All data relevant to this experiment is stored under snowcat_sosp_2023/mlpct/
:
- figure-6.a/ # inference data to reproduce this figure
- figure-6.b/ # inference data to reproduce this figure
- figure-6.d/ # inference data to reproduce this figure
- figure-6.f/ # inference data to reproduce this figure
- kernel-5.12-race-coverage-result.tar # possible data races found by dynamically running CTs. Needed for figure-6.a.
- kernel-6.1-race-coverage-result.tar # possible data races found by dynamically running CTs. Needed for figure-6.b, 6.d, 6.f.
(One can selectively download the raw data to reproduce the a certain graph.)
How to run?
Taking figure-6.b as an example, one can reproduce this graph by running the following commands:
$ cd $SNOWCAT_STORAGE
$ gcloud storage cp -r gs://snowcat_sosp_2023/mlpct/kernel-6.1-race-coverage-result.tar . # this takes some time
$ tar -xvf kernel-6.1-race-coverage-result.tar
$ gcloud storage cp -r gs://snowcat_sosp_2023/mlpct/figure-6.b . # this takes some time
$ cd figure-6.b
$ tar -xvf inference-result.tar
# all necessary data is downloaded
$ cd $MAIN_HOME/evaluation
$ python emulate_ski.py $SNOWCAT_STORAGE/figure-6.b/inference-result $SNOWCAT_STORAGE/kernel-6.1-race-coverage-result
To reproduce figure-6.a, please point emulate_ski.py
the race coverage data from Linux kernel 5.13.

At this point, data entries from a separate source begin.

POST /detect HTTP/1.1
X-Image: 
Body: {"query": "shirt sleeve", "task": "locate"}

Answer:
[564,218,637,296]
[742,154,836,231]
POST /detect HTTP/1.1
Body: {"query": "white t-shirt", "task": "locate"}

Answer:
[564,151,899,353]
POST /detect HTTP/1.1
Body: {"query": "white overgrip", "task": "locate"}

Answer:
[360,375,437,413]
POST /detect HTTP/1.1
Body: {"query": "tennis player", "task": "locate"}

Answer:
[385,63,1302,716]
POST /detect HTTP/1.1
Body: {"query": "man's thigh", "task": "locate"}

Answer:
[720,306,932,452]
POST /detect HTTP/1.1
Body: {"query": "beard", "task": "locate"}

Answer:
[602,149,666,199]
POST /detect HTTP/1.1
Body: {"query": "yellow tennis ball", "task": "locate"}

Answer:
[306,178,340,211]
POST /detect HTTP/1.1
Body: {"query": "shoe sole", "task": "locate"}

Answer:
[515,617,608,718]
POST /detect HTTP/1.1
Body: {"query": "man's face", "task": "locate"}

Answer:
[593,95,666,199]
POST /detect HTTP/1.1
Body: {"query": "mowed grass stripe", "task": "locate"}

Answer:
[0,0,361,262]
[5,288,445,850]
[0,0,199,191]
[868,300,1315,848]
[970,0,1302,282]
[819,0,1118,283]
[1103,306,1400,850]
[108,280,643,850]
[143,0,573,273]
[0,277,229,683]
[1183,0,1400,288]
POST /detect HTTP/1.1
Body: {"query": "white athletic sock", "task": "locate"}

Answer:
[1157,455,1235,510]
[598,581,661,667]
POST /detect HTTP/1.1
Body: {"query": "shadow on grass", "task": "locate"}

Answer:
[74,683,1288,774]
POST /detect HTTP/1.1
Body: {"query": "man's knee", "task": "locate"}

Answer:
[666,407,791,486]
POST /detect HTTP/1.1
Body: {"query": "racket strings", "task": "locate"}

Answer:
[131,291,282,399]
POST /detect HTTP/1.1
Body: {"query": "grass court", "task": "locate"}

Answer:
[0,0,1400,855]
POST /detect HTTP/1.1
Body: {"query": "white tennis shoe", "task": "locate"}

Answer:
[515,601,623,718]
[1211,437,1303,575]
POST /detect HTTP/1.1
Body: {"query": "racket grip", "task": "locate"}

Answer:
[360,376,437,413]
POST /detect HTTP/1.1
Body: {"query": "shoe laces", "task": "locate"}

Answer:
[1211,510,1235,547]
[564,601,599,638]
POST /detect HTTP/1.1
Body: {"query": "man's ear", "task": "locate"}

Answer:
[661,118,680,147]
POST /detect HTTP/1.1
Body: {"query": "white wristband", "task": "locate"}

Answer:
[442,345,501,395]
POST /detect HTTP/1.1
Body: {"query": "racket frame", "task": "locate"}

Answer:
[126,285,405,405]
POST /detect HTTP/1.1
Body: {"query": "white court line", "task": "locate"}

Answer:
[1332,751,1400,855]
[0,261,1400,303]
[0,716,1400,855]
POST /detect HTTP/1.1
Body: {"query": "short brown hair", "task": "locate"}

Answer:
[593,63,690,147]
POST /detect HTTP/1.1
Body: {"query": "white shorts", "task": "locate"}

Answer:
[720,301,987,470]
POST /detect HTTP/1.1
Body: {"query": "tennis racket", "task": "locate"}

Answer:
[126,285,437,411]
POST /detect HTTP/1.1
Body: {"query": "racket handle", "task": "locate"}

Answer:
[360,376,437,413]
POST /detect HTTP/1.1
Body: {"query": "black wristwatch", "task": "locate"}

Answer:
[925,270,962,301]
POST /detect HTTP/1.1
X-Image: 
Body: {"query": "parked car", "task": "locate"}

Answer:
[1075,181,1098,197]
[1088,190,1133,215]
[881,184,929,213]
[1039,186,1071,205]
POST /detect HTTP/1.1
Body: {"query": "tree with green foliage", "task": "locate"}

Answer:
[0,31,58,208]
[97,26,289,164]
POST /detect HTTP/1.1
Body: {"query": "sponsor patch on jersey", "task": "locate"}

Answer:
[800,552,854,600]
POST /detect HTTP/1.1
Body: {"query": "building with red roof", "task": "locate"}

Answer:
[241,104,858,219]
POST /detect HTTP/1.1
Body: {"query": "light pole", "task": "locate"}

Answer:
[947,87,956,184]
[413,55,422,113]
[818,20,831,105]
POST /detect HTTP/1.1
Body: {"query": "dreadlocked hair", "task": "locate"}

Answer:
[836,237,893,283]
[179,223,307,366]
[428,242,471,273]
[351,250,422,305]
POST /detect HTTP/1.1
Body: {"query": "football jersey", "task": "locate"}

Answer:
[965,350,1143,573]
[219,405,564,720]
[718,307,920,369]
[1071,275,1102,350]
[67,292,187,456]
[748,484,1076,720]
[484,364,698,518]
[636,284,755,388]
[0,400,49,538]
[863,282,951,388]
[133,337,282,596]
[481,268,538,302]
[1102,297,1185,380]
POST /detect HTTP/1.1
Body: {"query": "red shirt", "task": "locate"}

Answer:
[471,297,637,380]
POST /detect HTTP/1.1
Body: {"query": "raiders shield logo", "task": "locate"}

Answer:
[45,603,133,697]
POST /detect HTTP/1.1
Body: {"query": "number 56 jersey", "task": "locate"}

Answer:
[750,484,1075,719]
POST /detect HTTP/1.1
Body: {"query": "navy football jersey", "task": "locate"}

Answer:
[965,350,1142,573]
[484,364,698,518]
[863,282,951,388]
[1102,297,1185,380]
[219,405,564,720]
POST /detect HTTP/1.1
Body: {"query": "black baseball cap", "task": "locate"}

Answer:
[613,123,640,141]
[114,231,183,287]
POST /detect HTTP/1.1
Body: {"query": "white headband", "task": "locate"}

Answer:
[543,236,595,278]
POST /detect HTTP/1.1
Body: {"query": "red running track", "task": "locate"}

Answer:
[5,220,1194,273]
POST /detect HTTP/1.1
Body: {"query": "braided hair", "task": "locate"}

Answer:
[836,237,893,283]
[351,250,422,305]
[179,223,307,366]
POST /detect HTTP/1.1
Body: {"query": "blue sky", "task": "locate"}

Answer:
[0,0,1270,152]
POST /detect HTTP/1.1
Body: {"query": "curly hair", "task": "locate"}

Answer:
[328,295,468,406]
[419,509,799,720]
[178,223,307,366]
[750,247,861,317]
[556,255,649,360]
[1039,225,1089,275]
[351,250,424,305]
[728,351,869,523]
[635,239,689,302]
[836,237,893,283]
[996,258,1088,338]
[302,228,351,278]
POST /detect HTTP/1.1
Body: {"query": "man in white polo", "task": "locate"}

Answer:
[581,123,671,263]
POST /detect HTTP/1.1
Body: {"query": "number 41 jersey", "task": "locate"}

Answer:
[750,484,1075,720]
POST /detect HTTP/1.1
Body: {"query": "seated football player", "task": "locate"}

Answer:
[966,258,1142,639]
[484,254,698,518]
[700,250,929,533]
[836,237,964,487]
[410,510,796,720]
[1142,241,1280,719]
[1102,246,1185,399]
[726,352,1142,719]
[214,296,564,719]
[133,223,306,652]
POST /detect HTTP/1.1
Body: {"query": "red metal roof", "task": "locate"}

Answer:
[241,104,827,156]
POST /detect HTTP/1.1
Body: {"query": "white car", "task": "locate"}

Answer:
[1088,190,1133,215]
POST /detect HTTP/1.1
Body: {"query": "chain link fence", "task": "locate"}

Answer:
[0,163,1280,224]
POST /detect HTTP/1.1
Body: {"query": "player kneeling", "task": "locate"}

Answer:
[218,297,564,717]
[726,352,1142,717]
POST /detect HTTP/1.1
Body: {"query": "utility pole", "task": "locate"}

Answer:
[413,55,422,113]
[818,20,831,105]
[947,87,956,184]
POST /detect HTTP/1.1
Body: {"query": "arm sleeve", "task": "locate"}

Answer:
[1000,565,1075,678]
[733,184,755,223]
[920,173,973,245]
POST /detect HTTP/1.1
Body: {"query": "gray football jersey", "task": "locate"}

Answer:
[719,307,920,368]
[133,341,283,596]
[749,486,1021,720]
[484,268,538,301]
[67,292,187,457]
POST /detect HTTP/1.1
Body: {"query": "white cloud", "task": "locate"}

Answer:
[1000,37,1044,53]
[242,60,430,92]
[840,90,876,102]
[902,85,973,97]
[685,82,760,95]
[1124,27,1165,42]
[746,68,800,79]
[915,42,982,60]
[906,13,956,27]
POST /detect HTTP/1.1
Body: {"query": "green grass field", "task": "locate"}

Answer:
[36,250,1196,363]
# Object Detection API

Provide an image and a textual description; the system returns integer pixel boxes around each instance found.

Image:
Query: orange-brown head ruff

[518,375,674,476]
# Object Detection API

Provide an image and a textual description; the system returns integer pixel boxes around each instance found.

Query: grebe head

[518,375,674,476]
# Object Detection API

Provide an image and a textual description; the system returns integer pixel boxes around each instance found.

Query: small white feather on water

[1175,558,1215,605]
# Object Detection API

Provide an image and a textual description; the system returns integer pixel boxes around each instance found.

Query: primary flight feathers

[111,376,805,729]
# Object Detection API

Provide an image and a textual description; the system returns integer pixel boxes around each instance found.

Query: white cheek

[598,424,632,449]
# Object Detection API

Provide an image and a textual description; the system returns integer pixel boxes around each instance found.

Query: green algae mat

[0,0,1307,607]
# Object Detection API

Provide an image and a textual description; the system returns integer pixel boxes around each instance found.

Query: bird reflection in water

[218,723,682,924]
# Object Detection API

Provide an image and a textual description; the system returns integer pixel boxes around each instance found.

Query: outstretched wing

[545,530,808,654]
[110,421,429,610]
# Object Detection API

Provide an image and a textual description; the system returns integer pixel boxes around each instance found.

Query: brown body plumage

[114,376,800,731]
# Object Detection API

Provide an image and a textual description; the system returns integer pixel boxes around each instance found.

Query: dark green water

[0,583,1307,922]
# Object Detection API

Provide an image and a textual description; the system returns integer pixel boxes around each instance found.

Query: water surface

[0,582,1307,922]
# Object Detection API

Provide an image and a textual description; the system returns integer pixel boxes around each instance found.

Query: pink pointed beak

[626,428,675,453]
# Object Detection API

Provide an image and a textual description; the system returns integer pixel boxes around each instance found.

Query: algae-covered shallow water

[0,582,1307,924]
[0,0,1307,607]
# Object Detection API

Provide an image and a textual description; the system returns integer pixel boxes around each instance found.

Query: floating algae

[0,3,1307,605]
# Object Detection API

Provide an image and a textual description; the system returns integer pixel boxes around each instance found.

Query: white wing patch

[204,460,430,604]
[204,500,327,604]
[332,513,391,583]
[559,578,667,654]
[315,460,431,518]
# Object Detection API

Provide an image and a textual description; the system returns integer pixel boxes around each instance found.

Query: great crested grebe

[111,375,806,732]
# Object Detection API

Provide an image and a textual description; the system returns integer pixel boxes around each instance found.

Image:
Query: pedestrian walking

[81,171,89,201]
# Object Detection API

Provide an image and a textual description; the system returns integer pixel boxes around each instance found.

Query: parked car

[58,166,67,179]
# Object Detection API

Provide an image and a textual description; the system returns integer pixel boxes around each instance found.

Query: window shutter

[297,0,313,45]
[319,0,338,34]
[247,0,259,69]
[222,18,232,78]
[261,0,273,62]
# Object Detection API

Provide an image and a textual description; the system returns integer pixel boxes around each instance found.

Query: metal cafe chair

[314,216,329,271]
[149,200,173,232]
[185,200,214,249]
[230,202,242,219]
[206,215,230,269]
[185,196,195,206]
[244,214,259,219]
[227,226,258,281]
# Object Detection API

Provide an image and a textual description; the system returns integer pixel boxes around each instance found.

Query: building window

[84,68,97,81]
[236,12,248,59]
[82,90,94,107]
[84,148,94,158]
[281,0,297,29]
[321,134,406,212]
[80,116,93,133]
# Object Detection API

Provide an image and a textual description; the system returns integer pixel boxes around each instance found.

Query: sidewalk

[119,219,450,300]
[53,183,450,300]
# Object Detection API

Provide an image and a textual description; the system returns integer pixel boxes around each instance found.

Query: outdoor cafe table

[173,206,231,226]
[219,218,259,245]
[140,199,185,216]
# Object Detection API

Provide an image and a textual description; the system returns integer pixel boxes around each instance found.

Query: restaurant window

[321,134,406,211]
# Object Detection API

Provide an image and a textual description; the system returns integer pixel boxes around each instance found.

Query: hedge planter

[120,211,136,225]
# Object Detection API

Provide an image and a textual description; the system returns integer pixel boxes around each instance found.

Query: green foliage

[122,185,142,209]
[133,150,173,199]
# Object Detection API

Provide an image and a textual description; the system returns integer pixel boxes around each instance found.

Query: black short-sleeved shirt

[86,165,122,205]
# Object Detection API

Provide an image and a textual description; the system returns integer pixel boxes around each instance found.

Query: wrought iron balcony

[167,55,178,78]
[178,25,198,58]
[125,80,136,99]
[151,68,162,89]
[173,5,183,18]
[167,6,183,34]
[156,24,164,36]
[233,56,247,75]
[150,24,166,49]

$ python emulate_ski.py $SNOWCAT_STORAGE/figure-6.a/inference-result $SNOWCAT_STORAGE/kernel-5.12-race-coverage-result
What output is expected?
A graph will be generated under $SNOWCAT_STORAGE/graph
and it should be the same as the graph we present in the paper.
The data relevant to this experiment is stored under snowcat_sosp_2023/snowboard-pic/
:
- bug-inference-data.tar
How to run?
One can reproduce the table numbers by running the following commands:
$ cd $SNOWCAT_STORAGE
$ gcloud storage cp -r gs://snowcat_sosp_2023/snowboard-pic/bug-inference-data.tar . # this takes some time
$ tar -xvf bug-inference-data.tar
$ cd bug-inference-data/
$ ls
bug-1 bug-2 bug-3 bug-4 bug-5 bug-6
# all necessary data is downloaded
$ cd $MAIN_HOME/evaluation/
$ python emulate_snowboard.py $SNOWCAT_STORAGE/bug-infernece-data/bug-1
What output is expected?
$ python emulate_snowboard.py $SNOWCAT_STORAGE/bug-infernece-data/bug-1
Bug finding probability:
Method: SB-PIC-S2 Probability: 1.0
Method: SB-RAND-S2 Probability: 0.538
Average number of selected ctis:
Method: SB-PIC-S2 #-selected-ctis-avg: 29
Method: SB-RAND-S2 #-selected-ctis-avg: 29
$ python emulate_snowboard.py $SNOWCAT_STORAGE/bug-infernece-data/bug-2
Bug finding probability:
Method: SB-PIC-S2 Probability: 0.669
Method: SB-RAND-S2 Probability: 0.493
Average number of selected ctis:
Method: SB-PIC-S2 #-selected-ctis-avg: 20
Method: SB-RAND-S2 #-selected-ctis-avg: 20
$ python emulate_snowboard.py $SNOWCAT_STORAGE/bug-infernece-data/bug-3
Bug finding probability:
Method: SB-PIC-S2 Probability: 0.589
Method: SB-RAND-S2 Probability: 0.402
Average number of selected ctis:
Method: SB-PIC-S2 #-selected-ctis-avg: 86
Method: SB-RAND-S2 #-selected-ctis-avg: 86
$ python emulate_snowboard.py $SNOWCAT_STORAGE/bug-infernece-data/bug-4
Bug finding probability:
Method: SB-PIC-S2 Probability: 1.0
Method: SB-RAND-S2 Probability: 0.419
Average number of selected ctis:
Method: SB-PIC-S2 #-selected-ctis-avg: 24
Method: SB-RAND-S2 #-selected-ctis-avg: 24
$ python emulate_snowboard.py $SNOWCAT_STORAGE/bug-infernece-data/bug-5
Bug finding probability:
Method: SB-PIC-S2 Probability: 1.0
Method: SB-RAND-S2 Probability: 0.78
Average number of selected ctis:
Method: SB-PIC-S2 #-selected-ctis-avg: 38
Method: SB-RAND-S2 #-selected-ctis-avg: 38
$ python emulate_snowboard.py $SNOWCAT_STORAGE/bug-infernece-data/bug-6
Bug finding probability:
Method: SB-PIC-S2 Probability: 0.51
Method: SB-RAND-S2 Probability: 0.195
Average number of selected ctis:
Method: SB-PIC-S2 #-selected-ctis-avg: 154
Method: SB-RAND-S2 #-selected-ctis-avg: 154
The evaluation of Snowcat used several versions of the PIC model, which are stored at snowcat_sosp_2023/model-checkpoint/
:
pic-5-checkpoint.tar
pic-6.a-checkpoint.tar
pic-6.b-checkpoint.tar
pic-6.c-checkpoint.tar
pic-6.d-checkpoint.tar
One can download the checkpoint and use it to make new inference. Instructions related to inference are provided in the root README.